La adopción de la inteligencia artificial en las empresas se está acelerando a un ritmo que supera la capacidad de los equipos legales, de TI y de seguridad para evaluar cada caso de uso. Esta combinación de iniciativas corporativas y experimentación informal por parte de los empleados está ampliando la superficie de ataque y generando nuevos riesgos difíciles de controlar, según revela el Cybersecurity Report 2026 de Hornetsecurity.
El informe advierte de que los sistemas de IA agéntica ya están siendo utilizados como herramientas ofensivas. Los ciberdelincuentes pueden generar scripts, adaptarlos en tiempo real y lanzar campañas complejas sin necesidad de grandes conocimientos técnicos. Estas capacidades permiten automatizar la creación de cebos de phishing, superar sistemas CAPTCHA y suplantar identidades mediante deepfakes de voz y vídeo, elevando el nivel de sofisticación de los ataques.
Ransomware 3.0 y computación cuántica
El ransomware entra en una nueva fase. Tras el cifrado (Ransomware 1.0) y la doble extorsión con exfiltración de datos (Ransomware 2.0), llega el Ransomware 3.0, centrado en la manipulación de la integridad de la información. Los atacantes podrán modificar registros de forma sutil para generar dudas sobre la fiabilidad de los datos, un riesgo especialmente crítico en sectores como el financiero, el sanitario o el industrial. La alteración de historiales médicos, transacciones o parámetros de control podría generar daños de gran alcance.
Por otra parte, aunque los ordenadores cuánticos criptográficamente relevantes podrían tardar entre 5 y 15 años en llegar, Hornetsecurity subraya la necesidad de prepararse ya. Las organizaciones que gestionan datos personales o información médica que deba conservarse más de cinco años deben adoptar algoritmos resistentes a la computación cuántica cuanto antes.

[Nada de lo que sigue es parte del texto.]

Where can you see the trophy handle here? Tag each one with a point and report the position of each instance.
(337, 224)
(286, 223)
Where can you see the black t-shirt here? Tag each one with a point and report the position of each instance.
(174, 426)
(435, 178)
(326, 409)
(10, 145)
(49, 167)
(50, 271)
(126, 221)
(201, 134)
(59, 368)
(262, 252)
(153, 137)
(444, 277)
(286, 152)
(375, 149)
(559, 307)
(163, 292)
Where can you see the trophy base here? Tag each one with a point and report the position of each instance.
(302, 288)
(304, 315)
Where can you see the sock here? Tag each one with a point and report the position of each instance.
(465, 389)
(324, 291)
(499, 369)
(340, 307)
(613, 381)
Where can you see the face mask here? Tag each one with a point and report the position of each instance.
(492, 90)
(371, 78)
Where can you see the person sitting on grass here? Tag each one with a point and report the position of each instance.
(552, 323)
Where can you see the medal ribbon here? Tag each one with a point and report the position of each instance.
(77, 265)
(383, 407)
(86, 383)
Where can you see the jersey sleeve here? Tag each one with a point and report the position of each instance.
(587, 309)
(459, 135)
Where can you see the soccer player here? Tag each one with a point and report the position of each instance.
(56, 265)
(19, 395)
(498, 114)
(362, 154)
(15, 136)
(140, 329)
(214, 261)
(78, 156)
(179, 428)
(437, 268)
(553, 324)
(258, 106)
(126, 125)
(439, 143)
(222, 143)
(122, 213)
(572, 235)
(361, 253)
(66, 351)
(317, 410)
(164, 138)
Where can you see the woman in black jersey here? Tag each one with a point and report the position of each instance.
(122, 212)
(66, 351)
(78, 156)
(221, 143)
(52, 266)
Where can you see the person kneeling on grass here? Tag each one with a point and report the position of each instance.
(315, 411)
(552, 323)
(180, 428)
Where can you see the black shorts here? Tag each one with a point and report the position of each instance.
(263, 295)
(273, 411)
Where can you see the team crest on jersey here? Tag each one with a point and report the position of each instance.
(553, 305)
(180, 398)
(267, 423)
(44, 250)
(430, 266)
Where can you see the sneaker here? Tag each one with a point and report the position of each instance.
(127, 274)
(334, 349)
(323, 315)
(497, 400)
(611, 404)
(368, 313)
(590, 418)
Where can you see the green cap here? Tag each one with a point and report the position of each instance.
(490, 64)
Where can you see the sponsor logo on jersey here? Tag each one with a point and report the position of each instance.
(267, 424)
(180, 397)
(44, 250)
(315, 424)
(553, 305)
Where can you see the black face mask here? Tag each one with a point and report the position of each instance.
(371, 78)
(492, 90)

El motivo es la estrategia Harvest Now, Decrypt Later, mediante la cual los delincuentes recopilan datos hoy con la intención de descifrarlos en el futuro, cuando dispongan de capacidad cuántica suficiente para romper los algoritmos actuales.
El informe concluye que las empresas deberán reforzar sus estrategias de seguridad combinando tecnología avanzada, políticas de uso responsable de la IA y una mayor preparación ante escenarios de manipulación de datos y amenazas cuánticas. La anticipación será clave para proteger la integridad, la disponibilidad y la confianza en la información corporativa.